Washington Grange an autobiography
Author: William PICKERSGILL
Publisher:
Published: 1859
Total Pages:
ISBN-13:
DOWNLOAD EBOOKRead and Download eBook Full
Author: William PICKERSGILL
Publisher:
Published: 1859
Total Pages:
ISBN-13:
DOWNLOAD EBOOKAuthor: William Pickersgill
Publisher:
Published: 1858
Total Pages: 470
ISBN-13:
DOWNLOAD EBOOKAuthor: William Pickersgill
Publisher:
Published: 1869
Total Pages: 472
ISBN-13:
DOWNLOAD EBOOKAuthor: Hazel Grange
Publisher: University of Wisconsin Press
Published: 1996
Total Pages: 0
ISBN-13: 9781883755089
DOWNLOAD EBOOKDistributed for Martin Communications and Marketing, Wisconsin Rapids, Wisconsin
Author:
Publisher:
Published: 1864
Total Pages: 928
ISBN-13:
DOWNLOAD EBOOKAuthor: Harold Edward Grange
Publisher:
Published: 1953
Total Pages: 180
ISBN-13:
DOWNLOAD EBOOKAuthor: William Henry Seward
Publisher:
Published: 1877
Total Pages: 872
ISBN-13:
DOWNLOAD EBOOKAuthor: Sampson Low
Publisher:
Published: 1864
Total Pages: 930
ISBN-13:
DOWNLOAD EBOOKAuthor: Sampson Low
Publisher:
Published: 1864
Total Pages: 934
ISBN-13:
DOWNLOAD EBOOKVolumes for 1898-1968 include a directory of publishers.

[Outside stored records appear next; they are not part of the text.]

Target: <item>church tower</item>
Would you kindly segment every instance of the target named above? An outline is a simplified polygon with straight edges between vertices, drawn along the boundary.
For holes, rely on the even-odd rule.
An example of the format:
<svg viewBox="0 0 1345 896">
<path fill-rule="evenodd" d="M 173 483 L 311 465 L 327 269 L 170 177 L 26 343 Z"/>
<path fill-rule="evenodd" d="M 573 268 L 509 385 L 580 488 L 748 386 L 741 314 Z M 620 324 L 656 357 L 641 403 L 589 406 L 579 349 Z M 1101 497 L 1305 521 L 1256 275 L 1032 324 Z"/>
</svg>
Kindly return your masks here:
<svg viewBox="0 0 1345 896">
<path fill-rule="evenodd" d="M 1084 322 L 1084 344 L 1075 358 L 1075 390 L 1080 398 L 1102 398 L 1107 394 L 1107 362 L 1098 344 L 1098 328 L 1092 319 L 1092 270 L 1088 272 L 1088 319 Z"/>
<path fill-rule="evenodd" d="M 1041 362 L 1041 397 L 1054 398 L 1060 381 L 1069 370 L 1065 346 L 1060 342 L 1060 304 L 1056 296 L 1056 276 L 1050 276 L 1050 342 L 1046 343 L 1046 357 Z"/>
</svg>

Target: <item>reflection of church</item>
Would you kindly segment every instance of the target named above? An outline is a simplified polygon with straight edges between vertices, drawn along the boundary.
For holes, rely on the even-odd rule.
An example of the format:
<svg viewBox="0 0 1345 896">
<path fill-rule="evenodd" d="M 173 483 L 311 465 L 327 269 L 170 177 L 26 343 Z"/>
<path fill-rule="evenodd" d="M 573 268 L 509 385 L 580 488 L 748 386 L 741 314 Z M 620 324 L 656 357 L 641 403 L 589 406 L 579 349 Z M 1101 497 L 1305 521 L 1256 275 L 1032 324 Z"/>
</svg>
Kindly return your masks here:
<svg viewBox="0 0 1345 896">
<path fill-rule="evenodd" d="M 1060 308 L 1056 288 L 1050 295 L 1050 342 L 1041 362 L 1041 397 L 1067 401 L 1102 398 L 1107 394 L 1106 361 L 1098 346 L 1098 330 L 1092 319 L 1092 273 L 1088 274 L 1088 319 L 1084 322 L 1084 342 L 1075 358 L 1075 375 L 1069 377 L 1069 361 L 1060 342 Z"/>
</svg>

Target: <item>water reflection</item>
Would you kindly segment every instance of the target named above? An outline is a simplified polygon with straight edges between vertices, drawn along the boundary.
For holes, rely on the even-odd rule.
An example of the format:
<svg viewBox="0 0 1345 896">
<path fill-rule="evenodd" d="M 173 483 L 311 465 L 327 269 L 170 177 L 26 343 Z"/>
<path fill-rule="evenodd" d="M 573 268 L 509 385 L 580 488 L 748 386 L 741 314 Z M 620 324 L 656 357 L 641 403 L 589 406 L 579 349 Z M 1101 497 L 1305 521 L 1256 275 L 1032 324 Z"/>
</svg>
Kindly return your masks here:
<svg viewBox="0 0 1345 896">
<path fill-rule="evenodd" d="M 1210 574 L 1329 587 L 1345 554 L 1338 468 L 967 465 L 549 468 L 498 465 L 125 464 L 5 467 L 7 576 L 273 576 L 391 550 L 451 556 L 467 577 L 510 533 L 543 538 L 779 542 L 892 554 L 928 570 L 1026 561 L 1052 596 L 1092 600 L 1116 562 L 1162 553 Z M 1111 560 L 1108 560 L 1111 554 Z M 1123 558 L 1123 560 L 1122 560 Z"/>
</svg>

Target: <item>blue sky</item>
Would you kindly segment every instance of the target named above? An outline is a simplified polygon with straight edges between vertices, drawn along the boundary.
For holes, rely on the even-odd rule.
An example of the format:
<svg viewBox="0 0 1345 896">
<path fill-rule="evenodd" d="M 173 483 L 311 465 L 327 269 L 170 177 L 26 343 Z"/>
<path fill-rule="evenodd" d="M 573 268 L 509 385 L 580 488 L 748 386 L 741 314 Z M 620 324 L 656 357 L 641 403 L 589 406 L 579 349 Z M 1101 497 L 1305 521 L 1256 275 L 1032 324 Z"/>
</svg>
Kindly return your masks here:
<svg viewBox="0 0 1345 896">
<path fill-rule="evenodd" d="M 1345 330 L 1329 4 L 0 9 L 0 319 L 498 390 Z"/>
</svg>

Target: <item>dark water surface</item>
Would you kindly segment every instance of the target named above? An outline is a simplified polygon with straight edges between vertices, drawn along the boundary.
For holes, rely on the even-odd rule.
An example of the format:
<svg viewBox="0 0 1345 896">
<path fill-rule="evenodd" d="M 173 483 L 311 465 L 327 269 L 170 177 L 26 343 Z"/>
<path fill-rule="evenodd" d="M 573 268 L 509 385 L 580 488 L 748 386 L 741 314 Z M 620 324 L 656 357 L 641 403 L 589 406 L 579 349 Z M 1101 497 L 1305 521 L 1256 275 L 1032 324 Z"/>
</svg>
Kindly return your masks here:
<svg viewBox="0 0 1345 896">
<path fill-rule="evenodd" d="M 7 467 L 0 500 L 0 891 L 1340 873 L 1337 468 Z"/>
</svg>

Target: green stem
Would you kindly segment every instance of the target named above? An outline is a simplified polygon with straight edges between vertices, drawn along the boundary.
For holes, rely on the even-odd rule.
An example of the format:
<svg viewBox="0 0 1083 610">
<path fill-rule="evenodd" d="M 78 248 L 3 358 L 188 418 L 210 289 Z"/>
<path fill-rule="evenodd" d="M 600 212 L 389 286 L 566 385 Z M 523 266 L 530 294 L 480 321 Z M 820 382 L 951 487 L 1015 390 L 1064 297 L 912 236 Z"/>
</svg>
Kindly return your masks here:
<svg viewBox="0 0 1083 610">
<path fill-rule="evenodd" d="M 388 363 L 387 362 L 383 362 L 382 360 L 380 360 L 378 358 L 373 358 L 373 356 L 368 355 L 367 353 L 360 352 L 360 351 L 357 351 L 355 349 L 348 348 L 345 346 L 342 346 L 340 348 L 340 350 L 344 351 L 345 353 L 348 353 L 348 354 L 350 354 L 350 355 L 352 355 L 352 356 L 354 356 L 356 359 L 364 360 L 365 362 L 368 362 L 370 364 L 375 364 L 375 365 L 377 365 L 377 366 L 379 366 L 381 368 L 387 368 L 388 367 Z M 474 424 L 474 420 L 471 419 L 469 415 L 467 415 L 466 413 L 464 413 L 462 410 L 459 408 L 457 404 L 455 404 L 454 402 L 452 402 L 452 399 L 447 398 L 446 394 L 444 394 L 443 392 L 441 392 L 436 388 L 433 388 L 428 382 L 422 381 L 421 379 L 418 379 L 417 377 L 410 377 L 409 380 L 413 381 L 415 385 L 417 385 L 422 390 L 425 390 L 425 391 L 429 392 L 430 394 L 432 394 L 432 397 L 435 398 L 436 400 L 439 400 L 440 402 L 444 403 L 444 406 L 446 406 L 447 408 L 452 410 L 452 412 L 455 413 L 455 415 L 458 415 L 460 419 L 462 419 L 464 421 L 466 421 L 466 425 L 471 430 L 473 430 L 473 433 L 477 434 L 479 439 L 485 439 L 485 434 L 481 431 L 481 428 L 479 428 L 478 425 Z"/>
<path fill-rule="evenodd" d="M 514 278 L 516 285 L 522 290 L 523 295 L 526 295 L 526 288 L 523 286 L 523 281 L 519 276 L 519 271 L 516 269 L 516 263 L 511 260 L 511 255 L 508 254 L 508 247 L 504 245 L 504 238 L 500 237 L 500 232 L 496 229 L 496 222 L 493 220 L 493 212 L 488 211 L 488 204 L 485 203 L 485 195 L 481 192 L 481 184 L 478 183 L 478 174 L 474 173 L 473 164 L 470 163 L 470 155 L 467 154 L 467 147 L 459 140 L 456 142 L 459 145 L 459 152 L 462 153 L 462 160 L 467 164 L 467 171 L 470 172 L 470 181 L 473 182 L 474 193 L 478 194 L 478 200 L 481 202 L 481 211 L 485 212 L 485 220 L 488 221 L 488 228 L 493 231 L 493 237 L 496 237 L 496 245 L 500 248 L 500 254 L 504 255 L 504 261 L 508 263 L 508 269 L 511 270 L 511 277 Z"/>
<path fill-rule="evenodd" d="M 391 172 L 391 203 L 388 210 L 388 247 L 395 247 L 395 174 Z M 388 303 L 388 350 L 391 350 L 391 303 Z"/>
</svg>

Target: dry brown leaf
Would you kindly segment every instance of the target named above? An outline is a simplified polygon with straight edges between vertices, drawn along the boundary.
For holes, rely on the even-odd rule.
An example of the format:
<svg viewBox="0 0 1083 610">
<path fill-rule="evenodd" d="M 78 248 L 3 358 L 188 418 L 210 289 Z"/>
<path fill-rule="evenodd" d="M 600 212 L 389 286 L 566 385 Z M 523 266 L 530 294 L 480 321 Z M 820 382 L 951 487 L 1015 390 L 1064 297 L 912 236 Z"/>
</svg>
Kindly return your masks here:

Author: Heidi L. Pennington
Publisher: University of Missouri Press
Published: 2018-04-30
Total Pages: 240
ISBN-13: 0826274064
DOWNLOAD EBOOKThis is the first book-length study of the fictional autobiography, a subgenre that is at once widely recognizable and rarely examined as a literary form with its own history and dynamics of interpretation. Heidi L. Pennington shows that the narrative form and genre expectations associated with the fictional autobiography in the Victorian period engages readers in a sustained meditation on the fictional processes that construct selfhood both in and beyond the text. Through close readings of Jane Eyre, David Copperfield, and other well-known examples of the subgenre, Pennington shows how the Victorian fictional autobiography subtly but persistently illustrates that all identities are fictions. Despite the subgenre’s radical implications regarding the nature of personal identity, fictional autobiographies were popular in their own time and continue to inspire devotion in readers. This study sheds new light on what makes this subgenre so compelling, up to and including in the present historical moment of precipitous social and technological change. As we continue to grapple with the existential question of what determines “who we really are,” this book explores the risks and rewards of embracing conscious acts of fictional self-production in an unstable world.